In this study, as roots were used, without concern on the number of walls and resistance to the masticatory force, a sealing of 4mm of thickness was applied, based on experimental discoveries of Fidel et al.6, who reported that in cases of an endodontic cavity without one or more walls, the professional should use a temporary filling cement that may be bonded to the dentin, is resistant to masticatory forces and not soluble in the oral fluids, highlighting that, in the case of roots, the material must be contained by the cavity walls. The literature demonstrates experiments with temporary filling materials in the thickness of 2.0to 3.0mm, accomplished by Grossman9 (1939) in glass tubes, showing that by that time there was already concern with marginal leakage. In other study, Roghanizad, Jones16 (1996) used thermal cycling and placement of temporary filling materials with thickness of 3mm, and the results demonstrated good sealing of the roots with the advantage of being relatively easily removed. On the other hand, Deveaux et al.5 (1992), demonstrated that thermal cycling and the thickness of sealing of Cavit, 3.75mm; IRM, 3.45mm; and Term, 5.49 did not prevent leakage in the filling.

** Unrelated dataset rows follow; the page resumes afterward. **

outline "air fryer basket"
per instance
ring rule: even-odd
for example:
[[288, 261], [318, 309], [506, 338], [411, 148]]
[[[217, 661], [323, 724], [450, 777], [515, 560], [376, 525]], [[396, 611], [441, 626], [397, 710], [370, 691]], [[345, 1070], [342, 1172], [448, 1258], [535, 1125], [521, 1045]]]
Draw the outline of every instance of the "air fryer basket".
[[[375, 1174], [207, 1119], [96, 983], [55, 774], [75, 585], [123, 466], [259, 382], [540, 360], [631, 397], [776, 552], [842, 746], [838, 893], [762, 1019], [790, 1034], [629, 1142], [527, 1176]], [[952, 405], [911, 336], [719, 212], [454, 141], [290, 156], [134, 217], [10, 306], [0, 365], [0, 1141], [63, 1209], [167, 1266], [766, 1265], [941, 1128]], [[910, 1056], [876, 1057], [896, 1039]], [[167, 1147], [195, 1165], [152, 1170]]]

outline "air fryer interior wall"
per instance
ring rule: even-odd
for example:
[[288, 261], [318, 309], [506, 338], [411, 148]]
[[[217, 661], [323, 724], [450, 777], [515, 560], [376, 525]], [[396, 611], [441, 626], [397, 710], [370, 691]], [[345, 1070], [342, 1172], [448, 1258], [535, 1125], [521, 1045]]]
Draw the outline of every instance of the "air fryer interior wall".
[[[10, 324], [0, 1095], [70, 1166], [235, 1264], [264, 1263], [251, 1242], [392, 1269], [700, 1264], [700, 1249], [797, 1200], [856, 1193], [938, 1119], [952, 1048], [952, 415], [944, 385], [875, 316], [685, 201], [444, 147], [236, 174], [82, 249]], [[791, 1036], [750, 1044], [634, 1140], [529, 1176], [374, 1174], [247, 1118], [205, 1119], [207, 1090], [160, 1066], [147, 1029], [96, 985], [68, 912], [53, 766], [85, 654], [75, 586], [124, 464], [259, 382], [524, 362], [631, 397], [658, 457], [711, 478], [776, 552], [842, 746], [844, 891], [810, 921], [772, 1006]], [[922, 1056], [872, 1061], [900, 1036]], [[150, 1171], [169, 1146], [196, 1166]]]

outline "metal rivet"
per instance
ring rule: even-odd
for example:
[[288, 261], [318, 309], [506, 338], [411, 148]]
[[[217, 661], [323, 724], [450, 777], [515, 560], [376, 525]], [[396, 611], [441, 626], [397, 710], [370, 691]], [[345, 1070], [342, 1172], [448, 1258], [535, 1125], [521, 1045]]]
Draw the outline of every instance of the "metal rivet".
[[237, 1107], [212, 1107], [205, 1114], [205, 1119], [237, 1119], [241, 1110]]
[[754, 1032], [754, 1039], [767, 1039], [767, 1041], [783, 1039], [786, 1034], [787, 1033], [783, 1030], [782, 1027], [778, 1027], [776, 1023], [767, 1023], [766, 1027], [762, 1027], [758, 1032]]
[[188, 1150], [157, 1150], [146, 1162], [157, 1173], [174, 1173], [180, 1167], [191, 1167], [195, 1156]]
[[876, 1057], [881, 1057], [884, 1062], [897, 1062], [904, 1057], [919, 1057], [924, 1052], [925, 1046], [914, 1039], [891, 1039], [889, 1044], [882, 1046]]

The choice of temporary filling material must be based on the sealing ability and if possible even on the antibacterial action. Zinc oxide-eugenol cements present good sealing ability, resistance and satisfactory antibacterial activity, though its eugenol content can interfere with the adhesiveness of composite resins (8) and that fact must be considered in the fixation of some posts with resin. However, zinc oxide-eugenol cements, as IRM, are frequently used because it gathers the qualities mentioned above, as well as for its low cost in comparison to chemically cured glass ionomer cements. Temporary filling cements, like Cimpat, are easy to apply, though they are not resistant to masticatory forces and their sealing ability is inferior to IRM and to the chemically cured glass ionomer.

CONCLUSION

According to the results it can be concluded that:

The sealing ability of IRM and Vidrion R, respectively temporary and restorative materials, was superior to the temporary cement Cimpat.

The temporary cement IRM and the restorative cement Vidrion R presented similar sealing ability.